CHI Lab is delighted to announce the award of new major research programmes...

[1] Perhaps the largest (in duration and support) is the announcement of the first Wellcome Trust "Flagship Centre", which joins the CHI Lab to the Oxford University Clinical Research Unit (OUCRU) in Ho Chi Minh City, Vietnam. This programme is in its first three-year installment, and aims to develop novel data-driven technologies for improving intensive care in low- and middle-income countries (LMICs). With a 30-year track record, OUCRU is one of Oxford University's largest overseas medical institutions, led by Prof. Guy Thwaites of the Nuffield Department of Tropical Medicine, with specialism in intensive medicine and infectious disease, among others. This Flagship Centre builds on our five-year collaboration with Prof. Louise Thwaites and her team within OUCRU. Research on this exciting new Wellcome Trust initiative is being led from Oxford by Heloise Greeff, with a CHI Lab team to be appointed in OUCRU.

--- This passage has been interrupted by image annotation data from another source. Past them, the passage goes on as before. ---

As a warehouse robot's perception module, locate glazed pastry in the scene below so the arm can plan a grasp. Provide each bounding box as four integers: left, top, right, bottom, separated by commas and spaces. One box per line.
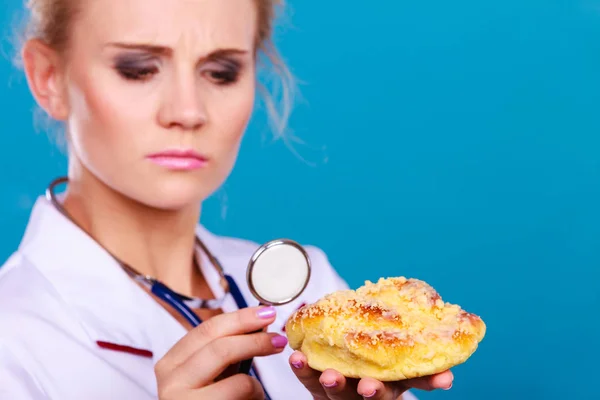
286, 277, 486, 381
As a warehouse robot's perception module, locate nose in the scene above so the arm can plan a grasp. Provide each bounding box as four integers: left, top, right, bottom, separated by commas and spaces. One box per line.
158, 69, 207, 130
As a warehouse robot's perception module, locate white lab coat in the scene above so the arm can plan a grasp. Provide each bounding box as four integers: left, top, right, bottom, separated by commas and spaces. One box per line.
0, 198, 414, 400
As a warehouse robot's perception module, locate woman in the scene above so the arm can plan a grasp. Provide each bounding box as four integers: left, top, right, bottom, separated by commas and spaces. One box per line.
0, 0, 452, 400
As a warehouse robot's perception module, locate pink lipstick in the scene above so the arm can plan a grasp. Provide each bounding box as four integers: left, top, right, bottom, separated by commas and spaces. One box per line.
148, 149, 208, 171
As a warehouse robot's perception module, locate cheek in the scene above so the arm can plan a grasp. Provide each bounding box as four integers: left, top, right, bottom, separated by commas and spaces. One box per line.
68, 70, 154, 173
211, 83, 254, 159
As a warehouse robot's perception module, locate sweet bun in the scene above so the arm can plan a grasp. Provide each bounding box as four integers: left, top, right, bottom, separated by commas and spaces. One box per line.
285, 277, 486, 381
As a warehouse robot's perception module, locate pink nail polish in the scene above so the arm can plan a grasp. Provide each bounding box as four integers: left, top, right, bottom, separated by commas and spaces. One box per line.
363, 390, 377, 399
256, 307, 276, 319
271, 336, 287, 349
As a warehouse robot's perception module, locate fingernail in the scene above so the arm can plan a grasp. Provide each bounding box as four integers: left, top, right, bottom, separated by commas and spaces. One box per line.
256, 307, 276, 319
363, 390, 377, 399
271, 335, 287, 349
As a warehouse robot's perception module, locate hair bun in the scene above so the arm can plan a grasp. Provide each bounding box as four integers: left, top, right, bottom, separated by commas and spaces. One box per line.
286, 277, 486, 381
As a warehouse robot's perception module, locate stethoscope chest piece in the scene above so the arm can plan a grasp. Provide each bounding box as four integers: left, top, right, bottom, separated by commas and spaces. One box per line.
246, 239, 311, 306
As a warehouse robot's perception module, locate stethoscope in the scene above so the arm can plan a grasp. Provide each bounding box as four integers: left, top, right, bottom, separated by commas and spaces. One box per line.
46, 177, 311, 399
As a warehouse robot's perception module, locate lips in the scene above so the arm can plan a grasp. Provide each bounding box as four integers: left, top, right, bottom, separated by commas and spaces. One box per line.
148, 149, 208, 171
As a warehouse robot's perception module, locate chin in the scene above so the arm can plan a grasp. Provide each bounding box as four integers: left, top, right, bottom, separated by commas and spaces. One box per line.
131, 176, 218, 211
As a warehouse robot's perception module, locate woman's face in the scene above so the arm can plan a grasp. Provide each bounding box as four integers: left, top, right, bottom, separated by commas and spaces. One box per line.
64, 0, 257, 209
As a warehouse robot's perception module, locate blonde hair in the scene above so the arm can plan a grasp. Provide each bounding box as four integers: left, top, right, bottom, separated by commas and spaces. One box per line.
23, 0, 294, 138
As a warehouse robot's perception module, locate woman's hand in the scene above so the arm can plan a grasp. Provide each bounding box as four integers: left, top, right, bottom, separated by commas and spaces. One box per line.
290, 351, 454, 400
155, 307, 287, 400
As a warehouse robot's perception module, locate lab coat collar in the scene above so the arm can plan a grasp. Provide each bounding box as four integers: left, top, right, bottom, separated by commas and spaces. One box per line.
19, 197, 227, 357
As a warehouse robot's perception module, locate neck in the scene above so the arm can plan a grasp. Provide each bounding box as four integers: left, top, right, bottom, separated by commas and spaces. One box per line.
64, 166, 203, 296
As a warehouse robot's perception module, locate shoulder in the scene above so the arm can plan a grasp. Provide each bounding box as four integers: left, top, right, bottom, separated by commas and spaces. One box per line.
0, 252, 78, 340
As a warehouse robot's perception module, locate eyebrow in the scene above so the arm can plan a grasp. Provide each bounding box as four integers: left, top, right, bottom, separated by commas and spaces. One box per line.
107, 42, 249, 60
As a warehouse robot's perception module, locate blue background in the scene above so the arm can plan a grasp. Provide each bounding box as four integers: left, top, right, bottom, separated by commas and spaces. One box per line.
0, 0, 600, 400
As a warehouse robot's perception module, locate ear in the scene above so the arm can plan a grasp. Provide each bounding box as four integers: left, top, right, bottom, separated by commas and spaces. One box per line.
22, 39, 69, 120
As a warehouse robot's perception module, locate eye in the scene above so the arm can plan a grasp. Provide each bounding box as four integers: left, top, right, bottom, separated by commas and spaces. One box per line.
115, 55, 158, 81
116, 66, 158, 81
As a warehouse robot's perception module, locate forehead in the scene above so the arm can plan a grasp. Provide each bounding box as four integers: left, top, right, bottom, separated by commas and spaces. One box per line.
74, 0, 257, 51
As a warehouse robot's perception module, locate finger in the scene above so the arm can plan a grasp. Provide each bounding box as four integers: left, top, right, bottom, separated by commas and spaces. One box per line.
173, 332, 287, 388
197, 374, 265, 400
319, 369, 361, 400
356, 378, 390, 400
402, 371, 454, 391
157, 307, 276, 371
289, 351, 327, 400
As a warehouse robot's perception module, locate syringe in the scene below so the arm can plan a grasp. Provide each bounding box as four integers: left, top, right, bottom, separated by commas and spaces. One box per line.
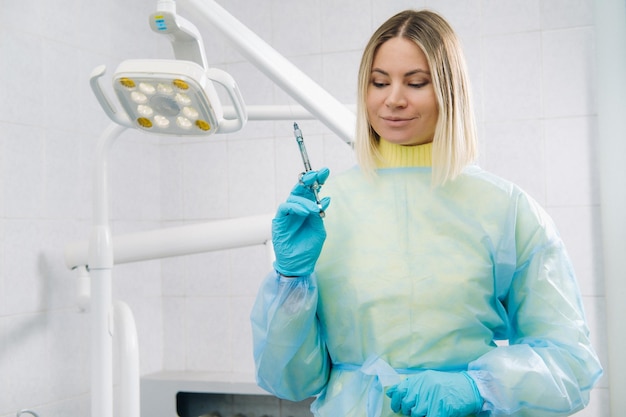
293, 122, 326, 217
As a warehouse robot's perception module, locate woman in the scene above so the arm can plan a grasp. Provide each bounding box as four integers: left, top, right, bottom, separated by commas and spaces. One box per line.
252, 11, 602, 417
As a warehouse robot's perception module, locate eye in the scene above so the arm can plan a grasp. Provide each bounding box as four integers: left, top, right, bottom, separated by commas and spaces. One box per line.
409, 81, 428, 88
371, 80, 389, 88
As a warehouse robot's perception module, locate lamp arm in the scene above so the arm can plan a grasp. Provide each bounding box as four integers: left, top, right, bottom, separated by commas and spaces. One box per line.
206, 68, 248, 133
150, 7, 208, 69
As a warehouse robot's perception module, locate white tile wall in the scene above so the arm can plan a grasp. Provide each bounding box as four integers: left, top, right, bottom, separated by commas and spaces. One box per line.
0, 0, 609, 417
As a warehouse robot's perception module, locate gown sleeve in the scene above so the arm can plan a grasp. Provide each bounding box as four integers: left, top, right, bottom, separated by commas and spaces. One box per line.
251, 272, 330, 401
468, 194, 602, 416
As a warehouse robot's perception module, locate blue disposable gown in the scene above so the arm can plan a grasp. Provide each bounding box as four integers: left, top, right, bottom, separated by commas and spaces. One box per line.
251, 167, 602, 417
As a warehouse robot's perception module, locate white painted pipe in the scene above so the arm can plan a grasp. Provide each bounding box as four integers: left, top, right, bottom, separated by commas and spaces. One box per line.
594, 0, 626, 417
184, 0, 356, 143
87, 123, 126, 417
65, 214, 273, 269
113, 301, 140, 417
223, 105, 356, 120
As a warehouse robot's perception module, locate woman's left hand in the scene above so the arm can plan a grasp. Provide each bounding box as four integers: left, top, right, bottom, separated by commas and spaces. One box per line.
387, 371, 483, 417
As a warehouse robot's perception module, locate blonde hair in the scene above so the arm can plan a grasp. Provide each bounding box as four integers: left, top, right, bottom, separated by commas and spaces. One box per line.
355, 10, 478, 185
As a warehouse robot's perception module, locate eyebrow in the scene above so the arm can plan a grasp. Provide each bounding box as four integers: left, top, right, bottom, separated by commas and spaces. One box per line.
372, 68, 430, 77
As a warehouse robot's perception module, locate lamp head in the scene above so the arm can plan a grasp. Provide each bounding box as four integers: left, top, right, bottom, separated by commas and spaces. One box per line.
113, 60, 222, 136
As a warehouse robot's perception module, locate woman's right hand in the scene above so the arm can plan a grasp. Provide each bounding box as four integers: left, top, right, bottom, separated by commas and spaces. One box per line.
272, 168, 330, 277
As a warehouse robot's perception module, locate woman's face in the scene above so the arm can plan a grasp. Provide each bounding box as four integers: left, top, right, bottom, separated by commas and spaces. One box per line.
365, 37, 439, 145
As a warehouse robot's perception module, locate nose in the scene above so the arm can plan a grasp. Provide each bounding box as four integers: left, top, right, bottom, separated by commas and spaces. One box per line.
385, 84, 407, 108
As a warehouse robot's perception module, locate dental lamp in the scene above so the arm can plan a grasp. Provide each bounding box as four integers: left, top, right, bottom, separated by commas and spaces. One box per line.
90, 1, 248, 136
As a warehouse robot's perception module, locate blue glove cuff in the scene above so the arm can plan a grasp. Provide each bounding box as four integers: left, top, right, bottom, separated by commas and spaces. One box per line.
461, 371, 485, 414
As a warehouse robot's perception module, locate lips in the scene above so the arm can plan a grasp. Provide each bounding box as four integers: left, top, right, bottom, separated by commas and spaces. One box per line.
381, 117, 413, 127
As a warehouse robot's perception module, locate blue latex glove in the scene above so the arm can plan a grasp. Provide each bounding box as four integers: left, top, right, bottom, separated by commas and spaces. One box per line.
387, 371, 483, 417
272, 168, 330, 277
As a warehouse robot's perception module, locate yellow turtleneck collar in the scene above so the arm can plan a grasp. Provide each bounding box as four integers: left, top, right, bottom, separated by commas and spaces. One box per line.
377, 138, 433, 168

[2] The ESPRC has announced that it has funded our "AI for Polymer Design" collaboration, led by Prof. Clive Siviour of the Department of Engineering Science; this programme joins AI expertise from CHI Lab along with polymer-design expertise from the team of Prof. Charlotte Williams in the Department of Chemistry, and with materials expertise from Prof. Siviour's lab. This exciting new project aims to support the design of novel polymers using AI in an analogous manner to that in which AI has been shown to improve the design of pharmaceuticals.

...and in other news, Prof. Clifton was recently awarded an "Overseas Leading Talent Award" by the Chinese Government for our work in OSCAR, the Oxford-Suzhou Centre for Advanced Research.